En juillet, Sergiy Stakhovsky estimait qu’il y avait trop de lesbiennes dans le tennis féminin (lire Tennis: Sergiy Stakhovsky, bientôt sanctionné pour ses propos homophobes ? [L’Équipe]). L’ATP, l’association des joueurs professionnels et son équivalent pour le circuit féminin, la WTA, avaient exigé des excuses, ce qui fut fait d’un tweet laconique:

«Désolé, je ne voulais pas blesser.»

Aucune sanction n’ayant été décidée, le joueur ukrainien, 60e mondial, vient d’en remettre une couche dans The New York Times. Dans un article consacré aux nouvelles règles que tente d’implémenter l’ATP pour éviter les dérapages de ses joueurs en dehors des cours, le quotidien américain donne la parole à Sergiy Stakhovsky, qui, pour nier que ses propos aient pu être homophobe, a recours à une défense ultra-classique: «Mon meilleur ami est homosexuel. Mon coiffeur est homosexuel. Je n’ai aucun problème avec les homosexuels.»

Lors de l’interview de juillet, Sergiy Stakhovsky (qui a été battu en 16e de finale de l’US Open par Jo-Wilfried Tsonga) précisait également qu’il n’y avait aucun joueur gay sur le circuit professionnel, malgré des rumeurs sur Richard Gasquet, Rafael Nadal ou Roger Federer.

L’ancien joueur américain James Blake, notamment, avait réfuté ces déclarations. «Les propos de Stakhovsky sont déplacés, hors de propos et contraires aux valeurs que le tennis m’a apprises, estimait celui qui s’est engagé aux côtés d’Athlete Ally.

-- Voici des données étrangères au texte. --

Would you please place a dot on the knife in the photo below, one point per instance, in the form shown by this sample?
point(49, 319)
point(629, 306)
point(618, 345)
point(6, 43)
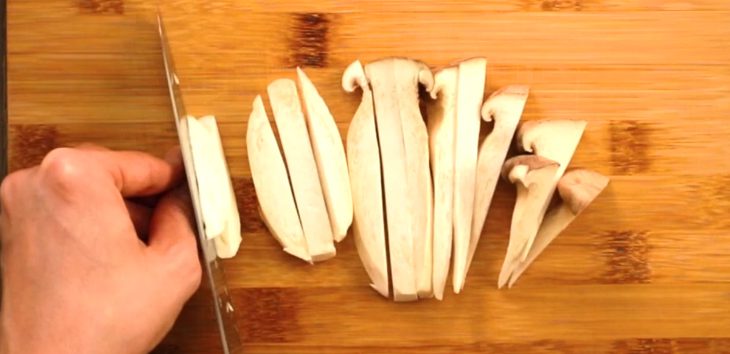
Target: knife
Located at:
point(230, 339)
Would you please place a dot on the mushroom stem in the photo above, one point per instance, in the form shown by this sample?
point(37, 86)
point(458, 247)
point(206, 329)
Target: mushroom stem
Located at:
point(578, 188)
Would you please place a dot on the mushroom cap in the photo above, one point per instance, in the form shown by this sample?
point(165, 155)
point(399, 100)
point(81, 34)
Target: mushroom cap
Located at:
point(519, 168)
point(353, 77)
point(530, 133)
point(508, 97)
point(579, 187)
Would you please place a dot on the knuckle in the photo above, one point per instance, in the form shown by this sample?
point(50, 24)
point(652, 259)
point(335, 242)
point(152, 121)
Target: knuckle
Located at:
point(10, 187)
point(62, 167)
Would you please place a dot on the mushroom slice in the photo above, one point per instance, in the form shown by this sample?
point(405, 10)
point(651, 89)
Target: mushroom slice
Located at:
point(441, 127)
point(555, 140)
point(364, 166)
point(533, 175)
point(406, 176)
point(330, 157)
point(577, 188)
point(228, 242)
point(504, 107)
point(212, 203)
point(271, 182)
point(472, 76)
point(302, 168)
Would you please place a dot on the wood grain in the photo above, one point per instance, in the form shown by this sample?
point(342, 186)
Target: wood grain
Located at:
point(643, 270)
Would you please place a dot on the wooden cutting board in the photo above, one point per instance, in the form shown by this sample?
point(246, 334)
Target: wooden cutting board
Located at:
point(646, 269)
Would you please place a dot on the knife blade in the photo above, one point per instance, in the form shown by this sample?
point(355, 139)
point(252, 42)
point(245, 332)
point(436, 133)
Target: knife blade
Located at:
point(230, 339)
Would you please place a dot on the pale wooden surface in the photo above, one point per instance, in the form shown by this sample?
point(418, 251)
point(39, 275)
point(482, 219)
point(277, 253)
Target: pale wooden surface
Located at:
point(646, 269)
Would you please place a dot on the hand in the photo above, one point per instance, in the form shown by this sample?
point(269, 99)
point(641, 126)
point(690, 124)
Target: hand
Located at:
point(76, 276)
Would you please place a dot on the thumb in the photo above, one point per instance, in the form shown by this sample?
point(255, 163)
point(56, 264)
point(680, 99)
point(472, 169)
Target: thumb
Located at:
point(172, 240)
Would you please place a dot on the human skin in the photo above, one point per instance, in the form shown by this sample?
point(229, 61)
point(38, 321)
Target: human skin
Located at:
point(84, 268)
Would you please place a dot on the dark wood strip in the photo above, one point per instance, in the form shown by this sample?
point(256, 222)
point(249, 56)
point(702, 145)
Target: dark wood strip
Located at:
point(3, 93)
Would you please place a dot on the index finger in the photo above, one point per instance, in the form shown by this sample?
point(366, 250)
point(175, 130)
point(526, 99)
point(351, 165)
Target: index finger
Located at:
point(137, 174)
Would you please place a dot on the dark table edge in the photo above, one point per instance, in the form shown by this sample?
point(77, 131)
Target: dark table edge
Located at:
point(3, 91)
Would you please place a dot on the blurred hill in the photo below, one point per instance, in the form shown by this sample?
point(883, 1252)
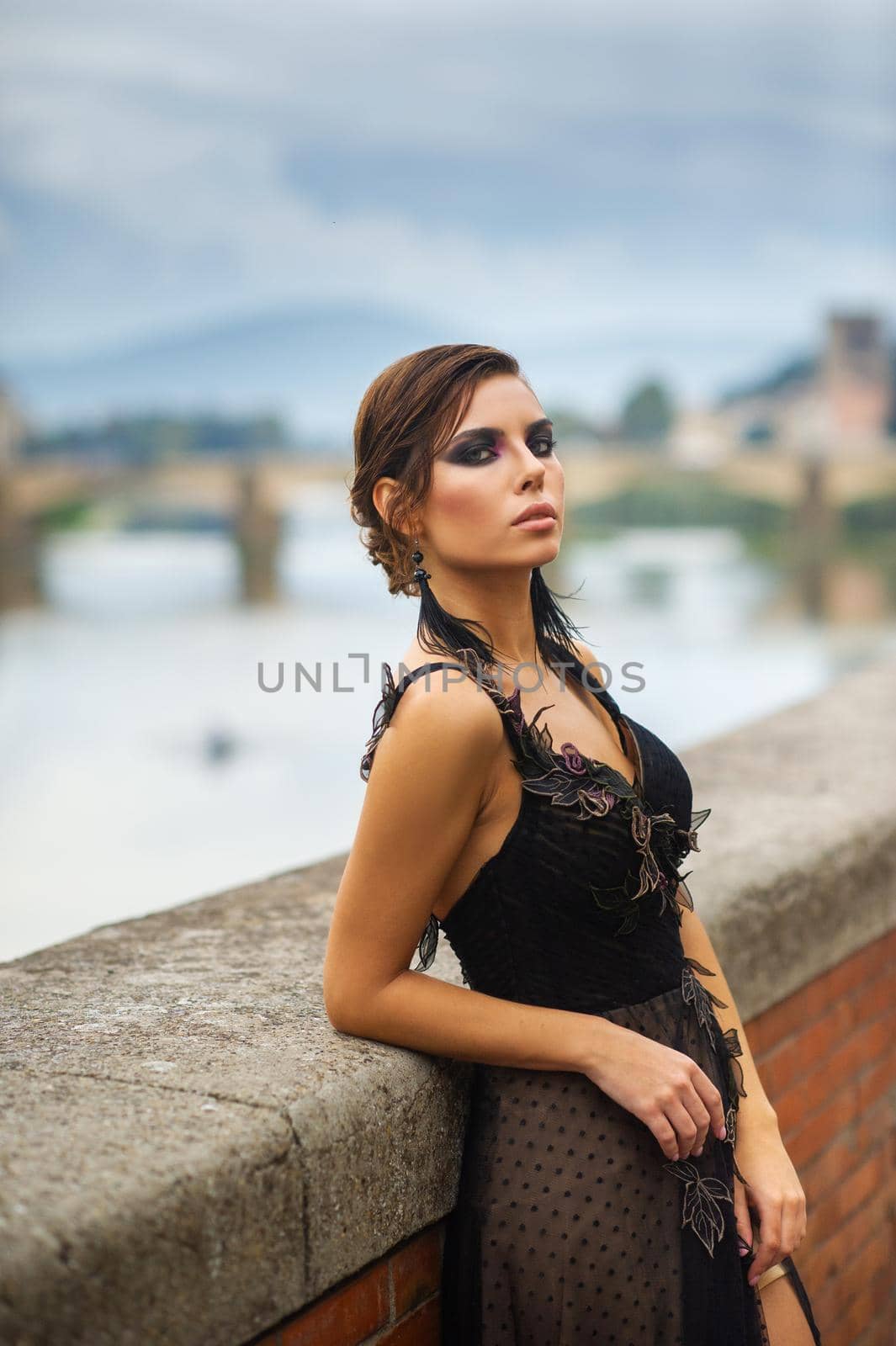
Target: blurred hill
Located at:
point(301, 363)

Et Stakhovsky se fait des illusions s’il croit qu’il n’y a aucun homo dans le Top 100. J’espère que si un joueur du TOP 100 ou non décide de faire son coming-out, il sera accueilli les bras ouverts et soutenu.»

Si les propos de Sergiy Stakhovsky posent en eux-mêmes problème, l’effet est amplifié par son statut de membre du Conseil des joueurs de l’ATP. «Aucun de nous n’est heureux de ce qu’il a déclaré, et nous avons dû avoir une discussion formelle sur sa place au sein de notre conseil à l’avenir, a regretté Eric Butorac, joueur de double américain et président du Conseil des joueurs, cité par The New York Times. Après de longues délibérations et des opinions divergentes, nous avons décidé de le garder.» Eric Butorac, dont c’est la première année à la tête du Conseil, a aussi affirmé avoir regretté de ne pas avoir publié de communiqué lors de la sortie de Sergiy Stakhovsky cet été. «J’apprends sur le tas, je dois décider de notre rôle en tant que Conseil des joueurs. Il a fallu expliquer longuement à Sergiy que même si ce ne sont que ses opinions personnelles, quand on représente quelque chose comme l’ATP, quoi qu’on dise, on en est tenu responsable. C’est un bon gars, il parle juste un peu trop, et c’était une réflexion horrible.»

«Ce qu’il a dit est complètement déplacé et nul, mais il n’est pas la voix du circuit, il ne représente pas notre mentalité, renchérit Stan Wawrinka, lui aussi membre du Conseil, cité par L’Obs. Si un joueur voulait faire son coming-out? Ce n’est pas une question de représentant des joueurs. On le voit dans tous les sports, en général c’est difficile, c’est un choix personnel. Je ne pense pas que le fait qu’il y ait Stakhovsky change quelque chose.»

Le mois dernier, Andy Roddick, lui aussi soutien d’Athlete Ally, expliquait qu’il refusait que «les propos d’un seul joueur définisse [son] sport tout entier»: «Je ne vais pas laisser une personne exprimer son point de vue et que cela efface toute l’histoire de notre sport, une histoire dont nous sommes fiers. Nous acceptons et célébrons nos champions qui qu’ils soient.»

Pour l’ancienne joueuse Rennae Stubbs, qui est ouvertement lesbienne, elle aussi engagée auprès d’Athlete Ally, et qui commente l’US Open pour ESPN, les déclarations de Sergiy Stakhovsky ne méritent pas de se voir accorder une telle audience. Dans USA Today, elle se dit convaincue que le jour où un joueur sortira du placard, 85% de ses collègues le traiteront avec respect, même si l’ATP n’a pas encore l’habitude des coming-out, et s’il faudra beaucoup de courage au premier qui sautera le pas. «C’est fou qu’il soit encore membre du Conseil des joueurs, s’étonne-t-elle. Ce sont des déclarations indécentes.»